The Atmel processor is a very limited device. It's fast (at high clock speeds) but it's lacking memory to an extend which made Pauli and me geniuses in saving flash and RAM space. This has several impacts:
We cannot use the processor to its full extent because flash is so limited that we had to use the so called thumb mode which features a reduced instruction set with a smaller memory footprint at the cost of slower execution (limited instruction and processor register set). The code is optimized for size, not for speed. There are some crude manual optimizations just to squeeze out as much user flash for library functions as possible.
The limited RAM forces us to pack everything as tight as possible which slows down access (e. g. bit fields for flags).
OTH, limited means simple: no dynamic memory (and thus no memory leaks), all sizes are known, memory is moved and not linked via pointers, ...
To answer your questions about different memory types in the device. There are three:
1. Non volatile RAM, 2KB. This is user memory, holding all the registers, flags, and the program steps which can be edited directly on the device.
2. Volatile RAM, 4 KB. This can only be used temporarily for internal operations.The contents is lost whenever the processor goes idle, that is when user input is being awaited. We use it as the internal processor stack, and for most internal calculations.
3. Flash memory, 128 KB. Most of it contains the firmware. Some KB are available to the user to backup of the non volatile RAM (2KB) and for keystroke programs known as the library. These cannot be directly edited but copied to and from non volatile RAM or compiled externally and sent to the calculator as part of the firmware (calc_full.bin). This memory area is slightly slower than the other two but it doesn't really matter for the keystroke programs stored in flash. The impact on firmware execution speed is of more importance.
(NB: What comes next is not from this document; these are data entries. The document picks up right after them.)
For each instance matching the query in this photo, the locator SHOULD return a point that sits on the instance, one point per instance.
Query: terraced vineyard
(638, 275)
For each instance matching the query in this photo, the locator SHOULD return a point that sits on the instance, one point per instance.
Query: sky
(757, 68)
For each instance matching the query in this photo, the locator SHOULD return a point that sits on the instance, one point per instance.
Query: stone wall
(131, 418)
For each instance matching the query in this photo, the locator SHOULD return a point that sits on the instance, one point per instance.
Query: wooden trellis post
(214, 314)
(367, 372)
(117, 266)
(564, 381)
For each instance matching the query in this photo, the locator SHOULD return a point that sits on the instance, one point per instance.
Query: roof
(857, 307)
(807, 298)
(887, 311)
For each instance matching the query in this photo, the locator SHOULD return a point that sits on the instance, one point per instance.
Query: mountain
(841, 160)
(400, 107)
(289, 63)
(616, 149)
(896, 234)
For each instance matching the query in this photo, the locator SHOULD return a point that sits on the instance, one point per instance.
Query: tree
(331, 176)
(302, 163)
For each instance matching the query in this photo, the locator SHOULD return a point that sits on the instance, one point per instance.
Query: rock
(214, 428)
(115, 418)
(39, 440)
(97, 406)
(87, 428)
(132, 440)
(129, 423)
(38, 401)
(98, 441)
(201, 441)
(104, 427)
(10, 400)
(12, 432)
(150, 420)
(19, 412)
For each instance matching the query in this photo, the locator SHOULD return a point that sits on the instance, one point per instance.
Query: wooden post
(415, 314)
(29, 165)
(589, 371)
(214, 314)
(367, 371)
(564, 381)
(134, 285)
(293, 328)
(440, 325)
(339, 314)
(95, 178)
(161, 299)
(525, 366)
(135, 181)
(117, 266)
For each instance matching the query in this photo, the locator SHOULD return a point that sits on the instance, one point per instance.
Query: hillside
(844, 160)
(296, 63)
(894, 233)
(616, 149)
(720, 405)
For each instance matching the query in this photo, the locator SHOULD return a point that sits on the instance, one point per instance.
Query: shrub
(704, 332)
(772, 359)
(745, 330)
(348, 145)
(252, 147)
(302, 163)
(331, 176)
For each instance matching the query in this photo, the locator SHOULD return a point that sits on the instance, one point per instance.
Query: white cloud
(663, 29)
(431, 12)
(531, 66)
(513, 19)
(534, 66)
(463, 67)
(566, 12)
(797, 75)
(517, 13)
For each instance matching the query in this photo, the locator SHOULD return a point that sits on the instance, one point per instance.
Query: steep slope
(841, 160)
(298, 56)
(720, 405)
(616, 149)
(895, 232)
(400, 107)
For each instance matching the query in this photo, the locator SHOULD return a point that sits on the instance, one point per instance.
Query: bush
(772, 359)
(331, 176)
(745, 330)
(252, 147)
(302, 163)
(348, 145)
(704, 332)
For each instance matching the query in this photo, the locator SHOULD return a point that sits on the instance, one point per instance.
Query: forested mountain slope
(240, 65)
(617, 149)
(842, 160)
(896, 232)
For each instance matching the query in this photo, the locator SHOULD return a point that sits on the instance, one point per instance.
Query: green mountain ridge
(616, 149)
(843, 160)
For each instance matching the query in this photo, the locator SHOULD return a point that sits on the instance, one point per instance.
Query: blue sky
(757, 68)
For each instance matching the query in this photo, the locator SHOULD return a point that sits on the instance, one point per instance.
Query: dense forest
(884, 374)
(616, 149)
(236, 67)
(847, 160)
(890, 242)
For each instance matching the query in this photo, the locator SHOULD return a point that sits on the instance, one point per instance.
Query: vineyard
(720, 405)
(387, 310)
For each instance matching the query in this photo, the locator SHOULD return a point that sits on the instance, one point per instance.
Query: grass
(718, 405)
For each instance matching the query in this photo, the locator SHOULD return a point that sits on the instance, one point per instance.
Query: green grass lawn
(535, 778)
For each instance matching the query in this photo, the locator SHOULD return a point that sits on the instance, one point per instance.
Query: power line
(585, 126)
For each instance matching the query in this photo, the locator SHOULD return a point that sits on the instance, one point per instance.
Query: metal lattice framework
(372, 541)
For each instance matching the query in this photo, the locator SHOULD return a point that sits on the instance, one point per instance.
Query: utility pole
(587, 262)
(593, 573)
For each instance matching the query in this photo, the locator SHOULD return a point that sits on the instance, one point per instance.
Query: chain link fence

To add some info about what Pauli wrote about access to local and global registers:
Global registers move around in memory, depending on the number of registers allocated (REGS command), and whether double precision mode is in effect or not. Thus, finding a specific register needs a few instructions (shifts and adds). Local registers a similar in nature: There size is variable (double precision or not) and their location is dynamic: they live on the subroutine return stack, the same that manages XEQ and RTN. The effort to find such a register in memory is comparable to that of finding a global register, just a few adds and shifts. The distinction between local and global is done through the internal index: 0 to 111 is global, 112 and higher is local and requires a different access path. To be precise, the range 100 to 111 for the lettered registers requires its own scheme but it deviates only minimally from that for 0 to 99. The effects on execution time should be negligible.
When local registers are allocated, RTN is a bit more involved because it not only needs to pull the return address off the subroutine return stack but also has to skip the local register frame and needs to setup some internal pointers to reactivate the local registers of the caller. Repeating LocR commands on the same stack frame (adjusting the available number of registers) has to move some memory around which may affect performance. The latter should be a rare case anyway.
Just enjoy the features. That's why we have implemented them.
Marcus,
I hugely appreciate this outstanding explanation. It answers most of my questions. I am impressed that you took the time to write this lengthy insight on the forum. I hope many other 34S users can read it as well.
I am a daily full-time end-user of "your" WP34S and I could not easily perform my daily chores without it. My interest in the technical details is simply in order to make the fastest and most efficient program that I can. I do indeed enjoy all of the features. Obviously, Walter's manual makes it all possible for me as well.
Thanks again to all of you involved in the 34S,
- Sikuq
PS: All those mathematical functions in the 34S libraries, just how do they work?